The double tax avoidance (DTA) agreement with Hong Kong has come into force after the Ministry of Economy and Finance released a prakas on the matter earlier this month.
The prakas, signed by Minister of Economy and Finance Aun Pornmoniroth on February 7 and released on Monday, said the DTA with Hong Kong became effective on January 1.
Cambodia Investment Management group CEO Anthony Galliano told The Post that DTAs abolish and discourage incidents of double taxation, promote bilateral investment, clarity and transparency, stimulate global trade, and, most importantly for Cambodia, attract foreign investment.
DTAs also provide a mechanism to exchange information between tax authorities and help prevent tax avoidance and evasion.
“DTA agreements generally benefit developing countries like Cambodia as these agreements normally result in increased capital flight from developed to developing countries.
“Capital goes to developing countries while developed countries see their ability to attract foreign investment reduced.
“Countries such as India have taken advantage of DTAs and executed over 80 of them. Cambodia, with 10 so far, has an excellent start, but there is room for significant expansion.”

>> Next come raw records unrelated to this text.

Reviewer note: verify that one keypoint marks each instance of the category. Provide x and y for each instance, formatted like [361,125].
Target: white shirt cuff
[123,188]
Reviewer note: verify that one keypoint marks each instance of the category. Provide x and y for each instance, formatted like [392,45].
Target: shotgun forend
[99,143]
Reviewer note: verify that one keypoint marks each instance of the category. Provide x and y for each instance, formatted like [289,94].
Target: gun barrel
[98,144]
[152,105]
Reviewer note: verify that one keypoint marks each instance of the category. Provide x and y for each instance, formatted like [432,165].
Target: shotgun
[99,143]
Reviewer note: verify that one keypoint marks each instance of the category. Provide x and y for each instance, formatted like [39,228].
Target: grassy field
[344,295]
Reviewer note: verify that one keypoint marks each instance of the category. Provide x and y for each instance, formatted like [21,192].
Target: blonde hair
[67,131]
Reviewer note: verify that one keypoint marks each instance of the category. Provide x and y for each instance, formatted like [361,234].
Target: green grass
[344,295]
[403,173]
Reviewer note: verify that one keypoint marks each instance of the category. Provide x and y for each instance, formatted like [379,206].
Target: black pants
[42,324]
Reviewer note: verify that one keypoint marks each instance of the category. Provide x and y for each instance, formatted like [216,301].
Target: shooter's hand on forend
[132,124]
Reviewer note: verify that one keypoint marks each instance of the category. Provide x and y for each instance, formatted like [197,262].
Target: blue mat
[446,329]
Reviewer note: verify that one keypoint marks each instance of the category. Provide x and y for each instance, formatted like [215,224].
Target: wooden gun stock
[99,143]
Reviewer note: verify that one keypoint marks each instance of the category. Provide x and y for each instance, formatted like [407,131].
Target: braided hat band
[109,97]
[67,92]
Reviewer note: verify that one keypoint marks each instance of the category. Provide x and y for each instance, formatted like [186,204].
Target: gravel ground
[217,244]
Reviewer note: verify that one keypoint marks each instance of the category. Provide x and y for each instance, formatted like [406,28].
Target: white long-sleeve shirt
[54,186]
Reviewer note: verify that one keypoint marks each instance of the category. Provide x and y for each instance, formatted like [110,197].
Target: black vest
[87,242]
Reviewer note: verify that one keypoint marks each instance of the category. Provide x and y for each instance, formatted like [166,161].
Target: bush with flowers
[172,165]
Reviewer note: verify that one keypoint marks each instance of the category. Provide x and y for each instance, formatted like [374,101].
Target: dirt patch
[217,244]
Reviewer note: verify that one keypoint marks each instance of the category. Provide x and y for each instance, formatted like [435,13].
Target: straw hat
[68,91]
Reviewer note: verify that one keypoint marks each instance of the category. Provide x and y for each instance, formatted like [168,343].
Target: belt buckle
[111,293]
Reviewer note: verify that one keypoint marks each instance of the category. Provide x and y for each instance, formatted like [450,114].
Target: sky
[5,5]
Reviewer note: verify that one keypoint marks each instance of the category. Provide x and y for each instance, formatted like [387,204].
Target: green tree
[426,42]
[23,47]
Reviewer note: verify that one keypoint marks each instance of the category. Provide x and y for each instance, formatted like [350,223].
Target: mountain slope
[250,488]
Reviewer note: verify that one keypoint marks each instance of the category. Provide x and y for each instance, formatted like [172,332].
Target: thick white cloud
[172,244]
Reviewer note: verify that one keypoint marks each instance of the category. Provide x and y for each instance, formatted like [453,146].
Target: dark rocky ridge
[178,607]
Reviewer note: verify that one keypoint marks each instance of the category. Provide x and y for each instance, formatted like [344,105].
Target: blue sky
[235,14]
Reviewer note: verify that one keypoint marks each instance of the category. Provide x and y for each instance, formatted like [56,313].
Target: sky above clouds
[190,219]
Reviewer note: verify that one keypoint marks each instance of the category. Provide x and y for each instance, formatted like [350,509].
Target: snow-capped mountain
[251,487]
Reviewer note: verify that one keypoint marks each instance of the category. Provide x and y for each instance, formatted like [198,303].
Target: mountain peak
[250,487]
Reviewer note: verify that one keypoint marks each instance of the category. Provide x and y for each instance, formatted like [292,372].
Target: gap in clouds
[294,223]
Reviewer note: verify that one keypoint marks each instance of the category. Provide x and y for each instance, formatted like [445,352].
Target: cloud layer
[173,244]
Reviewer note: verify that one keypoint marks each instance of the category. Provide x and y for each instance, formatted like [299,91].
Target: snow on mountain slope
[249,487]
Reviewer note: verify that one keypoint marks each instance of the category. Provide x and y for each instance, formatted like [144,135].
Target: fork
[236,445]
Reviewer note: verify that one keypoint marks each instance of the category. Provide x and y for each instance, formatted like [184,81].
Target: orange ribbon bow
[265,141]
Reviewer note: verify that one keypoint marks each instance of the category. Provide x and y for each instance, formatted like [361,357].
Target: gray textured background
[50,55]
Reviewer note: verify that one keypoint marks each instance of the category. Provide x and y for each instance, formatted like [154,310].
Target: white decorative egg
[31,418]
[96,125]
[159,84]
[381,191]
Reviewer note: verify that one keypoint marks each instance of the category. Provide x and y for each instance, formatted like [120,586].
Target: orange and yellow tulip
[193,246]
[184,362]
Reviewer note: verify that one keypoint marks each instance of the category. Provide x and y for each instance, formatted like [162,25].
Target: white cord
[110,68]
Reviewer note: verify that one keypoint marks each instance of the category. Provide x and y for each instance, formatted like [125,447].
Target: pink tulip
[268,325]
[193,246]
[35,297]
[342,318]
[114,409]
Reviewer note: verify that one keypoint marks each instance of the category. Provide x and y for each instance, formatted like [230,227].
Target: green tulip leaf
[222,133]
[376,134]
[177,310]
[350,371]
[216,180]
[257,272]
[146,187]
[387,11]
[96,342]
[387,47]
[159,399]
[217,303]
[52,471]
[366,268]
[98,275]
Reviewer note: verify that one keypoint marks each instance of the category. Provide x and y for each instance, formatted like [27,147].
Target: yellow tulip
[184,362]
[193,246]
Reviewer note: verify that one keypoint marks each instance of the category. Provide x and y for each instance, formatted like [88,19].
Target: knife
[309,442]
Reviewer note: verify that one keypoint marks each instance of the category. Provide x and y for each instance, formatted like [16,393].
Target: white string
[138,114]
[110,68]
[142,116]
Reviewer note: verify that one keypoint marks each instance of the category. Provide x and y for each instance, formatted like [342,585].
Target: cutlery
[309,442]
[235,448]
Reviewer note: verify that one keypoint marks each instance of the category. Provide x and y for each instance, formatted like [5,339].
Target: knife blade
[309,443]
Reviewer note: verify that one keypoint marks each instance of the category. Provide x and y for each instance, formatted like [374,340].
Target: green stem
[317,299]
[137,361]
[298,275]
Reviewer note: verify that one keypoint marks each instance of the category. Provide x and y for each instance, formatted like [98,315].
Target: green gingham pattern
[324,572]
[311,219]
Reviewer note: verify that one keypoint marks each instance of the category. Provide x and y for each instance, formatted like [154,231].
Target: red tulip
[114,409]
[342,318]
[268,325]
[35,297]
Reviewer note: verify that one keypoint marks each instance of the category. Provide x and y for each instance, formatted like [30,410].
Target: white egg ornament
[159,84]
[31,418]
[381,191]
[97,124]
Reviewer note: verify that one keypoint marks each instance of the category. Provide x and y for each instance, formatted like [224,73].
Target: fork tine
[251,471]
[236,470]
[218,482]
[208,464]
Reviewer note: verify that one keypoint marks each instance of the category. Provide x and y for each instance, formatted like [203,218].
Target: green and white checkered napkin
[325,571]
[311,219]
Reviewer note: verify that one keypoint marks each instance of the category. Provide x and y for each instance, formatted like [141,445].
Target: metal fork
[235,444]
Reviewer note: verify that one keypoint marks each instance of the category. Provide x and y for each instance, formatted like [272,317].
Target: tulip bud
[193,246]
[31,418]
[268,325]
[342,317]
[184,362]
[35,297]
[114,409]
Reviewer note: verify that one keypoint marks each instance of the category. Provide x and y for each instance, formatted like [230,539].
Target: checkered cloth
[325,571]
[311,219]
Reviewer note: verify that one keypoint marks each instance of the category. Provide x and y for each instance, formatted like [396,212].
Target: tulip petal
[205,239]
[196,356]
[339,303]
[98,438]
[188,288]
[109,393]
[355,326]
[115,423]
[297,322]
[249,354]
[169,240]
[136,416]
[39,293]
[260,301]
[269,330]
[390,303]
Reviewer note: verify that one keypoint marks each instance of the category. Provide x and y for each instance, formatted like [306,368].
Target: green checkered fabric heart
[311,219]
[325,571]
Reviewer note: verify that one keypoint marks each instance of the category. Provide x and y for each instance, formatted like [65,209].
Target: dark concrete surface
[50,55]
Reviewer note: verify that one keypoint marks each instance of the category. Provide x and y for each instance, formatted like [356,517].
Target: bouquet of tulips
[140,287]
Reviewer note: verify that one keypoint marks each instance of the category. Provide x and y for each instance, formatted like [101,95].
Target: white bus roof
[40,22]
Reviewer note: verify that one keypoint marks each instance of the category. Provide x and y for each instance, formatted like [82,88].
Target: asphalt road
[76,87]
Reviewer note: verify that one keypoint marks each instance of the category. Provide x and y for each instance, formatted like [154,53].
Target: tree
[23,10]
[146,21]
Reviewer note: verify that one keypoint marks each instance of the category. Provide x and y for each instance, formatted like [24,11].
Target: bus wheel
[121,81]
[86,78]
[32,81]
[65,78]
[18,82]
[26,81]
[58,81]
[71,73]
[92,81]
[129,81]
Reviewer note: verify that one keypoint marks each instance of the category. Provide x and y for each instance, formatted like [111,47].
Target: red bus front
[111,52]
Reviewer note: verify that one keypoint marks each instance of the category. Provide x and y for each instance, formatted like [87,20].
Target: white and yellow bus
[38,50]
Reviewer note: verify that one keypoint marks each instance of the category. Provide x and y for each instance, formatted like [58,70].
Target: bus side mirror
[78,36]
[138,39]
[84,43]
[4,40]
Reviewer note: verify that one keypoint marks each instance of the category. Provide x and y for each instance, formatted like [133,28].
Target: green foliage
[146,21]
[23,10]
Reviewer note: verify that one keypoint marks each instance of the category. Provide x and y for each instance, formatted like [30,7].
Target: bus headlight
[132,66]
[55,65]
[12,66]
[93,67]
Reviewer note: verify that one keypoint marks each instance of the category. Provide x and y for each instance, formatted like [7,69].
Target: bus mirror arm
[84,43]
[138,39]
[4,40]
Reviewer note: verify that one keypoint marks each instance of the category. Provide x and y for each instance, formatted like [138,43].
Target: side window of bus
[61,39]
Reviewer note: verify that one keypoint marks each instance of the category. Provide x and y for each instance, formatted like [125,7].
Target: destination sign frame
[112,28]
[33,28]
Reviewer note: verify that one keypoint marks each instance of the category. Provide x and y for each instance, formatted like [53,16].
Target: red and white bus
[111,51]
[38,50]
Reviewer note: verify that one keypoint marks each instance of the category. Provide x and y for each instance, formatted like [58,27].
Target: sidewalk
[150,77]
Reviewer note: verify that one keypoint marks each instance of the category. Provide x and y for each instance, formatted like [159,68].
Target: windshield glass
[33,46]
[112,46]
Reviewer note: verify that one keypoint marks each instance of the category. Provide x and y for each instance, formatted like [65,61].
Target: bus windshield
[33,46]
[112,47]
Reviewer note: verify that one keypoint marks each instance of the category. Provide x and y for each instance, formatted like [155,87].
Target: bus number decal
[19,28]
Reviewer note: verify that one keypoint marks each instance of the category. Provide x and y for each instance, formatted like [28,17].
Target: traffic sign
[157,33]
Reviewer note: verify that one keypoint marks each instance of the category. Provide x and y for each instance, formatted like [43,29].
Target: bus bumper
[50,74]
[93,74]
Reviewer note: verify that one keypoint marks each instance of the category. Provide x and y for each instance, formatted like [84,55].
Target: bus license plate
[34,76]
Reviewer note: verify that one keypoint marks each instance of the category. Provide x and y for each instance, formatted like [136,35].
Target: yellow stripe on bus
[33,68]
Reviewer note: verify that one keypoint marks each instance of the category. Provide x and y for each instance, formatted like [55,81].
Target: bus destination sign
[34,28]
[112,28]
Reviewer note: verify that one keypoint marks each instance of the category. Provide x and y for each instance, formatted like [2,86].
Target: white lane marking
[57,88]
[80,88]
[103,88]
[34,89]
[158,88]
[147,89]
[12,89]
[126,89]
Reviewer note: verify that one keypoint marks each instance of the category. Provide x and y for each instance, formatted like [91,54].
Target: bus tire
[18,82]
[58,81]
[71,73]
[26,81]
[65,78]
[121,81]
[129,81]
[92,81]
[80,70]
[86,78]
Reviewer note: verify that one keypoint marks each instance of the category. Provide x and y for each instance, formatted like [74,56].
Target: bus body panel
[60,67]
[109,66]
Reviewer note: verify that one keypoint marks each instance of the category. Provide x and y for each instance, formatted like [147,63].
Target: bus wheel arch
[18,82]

On November 3, the National Assembly ratified the agreement on avoidance of double taxation and prevention of fiscal evasion signed with Hong Kong.
During the ratification, Pornmoniroth pointed out that Cambodia has similar agreements with Singapore, China, Brunei, Thailand, Vietnam and Indonesia.
He said the agreement will help attract and facilitate international investment and trade and prevent fiscal evasion concerning taxes on income.